While Ruth wrestles with this dilemma, Matt moves back in with his parents. Edie welcomes him back -- once again she can be Mummy! -- but Russell isn't happy at all. "I thought only the royal family continued to live with their parents when adult," he says. "Oh, and Italians." But that is only the beginning. To her astonishment, Edie gets a job as Mrs. Alving in Ibsen's "Ghosts" -- the production isn't West End, but London's equivalent of off-Broadway -- and takes under her wing Lazlo, the young man playing Osvald, "all skin and bone and burning passion, and not a penny to his name." She invites him to move into her house, and he accepts. Then Ben and Naomi have a bit of a falling-out, and suddenly the house has five people in it, with another -- Rosa -- longing to join them.

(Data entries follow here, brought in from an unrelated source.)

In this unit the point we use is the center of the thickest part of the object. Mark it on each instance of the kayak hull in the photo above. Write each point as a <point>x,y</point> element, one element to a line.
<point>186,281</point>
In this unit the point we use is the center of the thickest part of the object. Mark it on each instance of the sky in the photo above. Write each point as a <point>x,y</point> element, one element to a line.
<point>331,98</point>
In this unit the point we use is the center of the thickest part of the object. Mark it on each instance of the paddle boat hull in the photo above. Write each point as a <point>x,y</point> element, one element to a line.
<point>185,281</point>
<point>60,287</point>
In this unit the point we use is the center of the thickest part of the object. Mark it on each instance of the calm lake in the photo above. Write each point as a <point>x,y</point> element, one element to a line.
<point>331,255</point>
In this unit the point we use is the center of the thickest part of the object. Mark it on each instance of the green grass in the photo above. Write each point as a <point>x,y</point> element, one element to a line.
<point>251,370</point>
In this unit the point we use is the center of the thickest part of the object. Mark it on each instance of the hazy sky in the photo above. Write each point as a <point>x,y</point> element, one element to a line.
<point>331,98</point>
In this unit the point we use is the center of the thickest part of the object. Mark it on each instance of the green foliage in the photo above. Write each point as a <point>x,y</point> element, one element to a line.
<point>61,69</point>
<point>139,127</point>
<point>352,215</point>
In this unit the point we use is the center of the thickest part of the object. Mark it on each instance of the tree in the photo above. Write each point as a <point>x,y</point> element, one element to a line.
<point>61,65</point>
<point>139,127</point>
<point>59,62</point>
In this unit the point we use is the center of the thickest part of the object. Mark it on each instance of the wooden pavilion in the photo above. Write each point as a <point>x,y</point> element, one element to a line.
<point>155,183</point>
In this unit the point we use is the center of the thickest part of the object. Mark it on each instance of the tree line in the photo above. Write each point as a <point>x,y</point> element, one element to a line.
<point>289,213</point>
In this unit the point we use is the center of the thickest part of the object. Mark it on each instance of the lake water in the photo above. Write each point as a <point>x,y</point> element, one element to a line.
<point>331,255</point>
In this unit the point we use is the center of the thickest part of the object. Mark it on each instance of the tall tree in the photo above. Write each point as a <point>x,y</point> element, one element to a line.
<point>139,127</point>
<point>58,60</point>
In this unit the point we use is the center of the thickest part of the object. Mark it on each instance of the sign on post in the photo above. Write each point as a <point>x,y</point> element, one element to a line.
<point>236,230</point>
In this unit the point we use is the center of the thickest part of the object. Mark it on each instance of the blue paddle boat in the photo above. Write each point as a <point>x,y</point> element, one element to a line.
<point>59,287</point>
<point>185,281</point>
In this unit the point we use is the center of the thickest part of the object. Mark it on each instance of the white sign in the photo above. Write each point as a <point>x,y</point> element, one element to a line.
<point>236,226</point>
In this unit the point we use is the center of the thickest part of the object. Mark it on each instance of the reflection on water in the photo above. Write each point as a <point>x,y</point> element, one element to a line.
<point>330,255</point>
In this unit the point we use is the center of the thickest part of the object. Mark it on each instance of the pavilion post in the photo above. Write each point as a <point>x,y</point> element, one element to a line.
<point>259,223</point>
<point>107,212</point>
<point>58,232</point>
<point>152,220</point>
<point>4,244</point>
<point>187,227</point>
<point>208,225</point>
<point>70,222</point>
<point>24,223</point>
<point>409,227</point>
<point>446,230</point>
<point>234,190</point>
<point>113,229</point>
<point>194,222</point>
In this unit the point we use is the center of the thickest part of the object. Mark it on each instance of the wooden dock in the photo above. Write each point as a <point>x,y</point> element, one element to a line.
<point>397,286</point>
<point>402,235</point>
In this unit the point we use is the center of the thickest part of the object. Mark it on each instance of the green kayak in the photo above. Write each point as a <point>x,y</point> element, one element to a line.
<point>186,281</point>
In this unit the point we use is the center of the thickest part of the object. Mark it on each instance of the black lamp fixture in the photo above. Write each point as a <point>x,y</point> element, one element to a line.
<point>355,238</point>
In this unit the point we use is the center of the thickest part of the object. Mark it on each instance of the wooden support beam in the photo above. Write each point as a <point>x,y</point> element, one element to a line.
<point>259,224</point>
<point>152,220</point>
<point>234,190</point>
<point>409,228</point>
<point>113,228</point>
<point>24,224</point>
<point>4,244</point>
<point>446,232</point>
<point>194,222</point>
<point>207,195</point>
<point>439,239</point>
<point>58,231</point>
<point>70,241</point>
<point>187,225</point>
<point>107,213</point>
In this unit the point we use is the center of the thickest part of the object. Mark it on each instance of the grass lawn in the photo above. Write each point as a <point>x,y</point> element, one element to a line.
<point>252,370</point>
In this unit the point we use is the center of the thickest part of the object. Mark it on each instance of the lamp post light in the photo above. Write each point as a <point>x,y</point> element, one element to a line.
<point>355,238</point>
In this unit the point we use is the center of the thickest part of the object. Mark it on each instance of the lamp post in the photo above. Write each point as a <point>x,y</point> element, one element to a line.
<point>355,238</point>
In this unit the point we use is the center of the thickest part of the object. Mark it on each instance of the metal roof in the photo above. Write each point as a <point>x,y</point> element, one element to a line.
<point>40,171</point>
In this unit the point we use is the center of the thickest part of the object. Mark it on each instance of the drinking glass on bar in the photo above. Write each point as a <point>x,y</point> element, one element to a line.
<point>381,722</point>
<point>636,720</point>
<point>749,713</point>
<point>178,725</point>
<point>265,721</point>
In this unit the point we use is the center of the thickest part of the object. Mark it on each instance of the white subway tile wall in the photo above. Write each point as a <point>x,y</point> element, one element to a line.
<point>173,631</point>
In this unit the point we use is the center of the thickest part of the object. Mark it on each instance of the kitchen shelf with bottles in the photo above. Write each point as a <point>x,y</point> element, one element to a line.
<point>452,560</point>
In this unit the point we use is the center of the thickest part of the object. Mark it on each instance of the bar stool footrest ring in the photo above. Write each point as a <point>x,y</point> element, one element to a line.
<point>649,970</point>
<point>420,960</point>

It is Russell's nightmare -- "Sometimes," he says, "I get the feeling that I'm living in one of those unfunny family comedy series on television" -- and Edie's dream, or, at least, so she thinks, until she and the young people finally understand that the old house has changed, that they have changed, that she has another life to live.
It is Ruth who brings the message home to her when, arriving to deliver a piece of important news, she tells Edie: "I think that women after their families have gone are pretty unstoppable. . . . The classic reproach, the one about women promoting themselves at the expense of people who need their care, doesn't apply to you. Not anymore."
That this eye-opening message is delivered to Edie by a woman two decades younger than she comes as something of a shock -- to her if not to the reader -- but it is the truth. As, for that matter, is everything else in this entirely grown-up and entirely believable novel.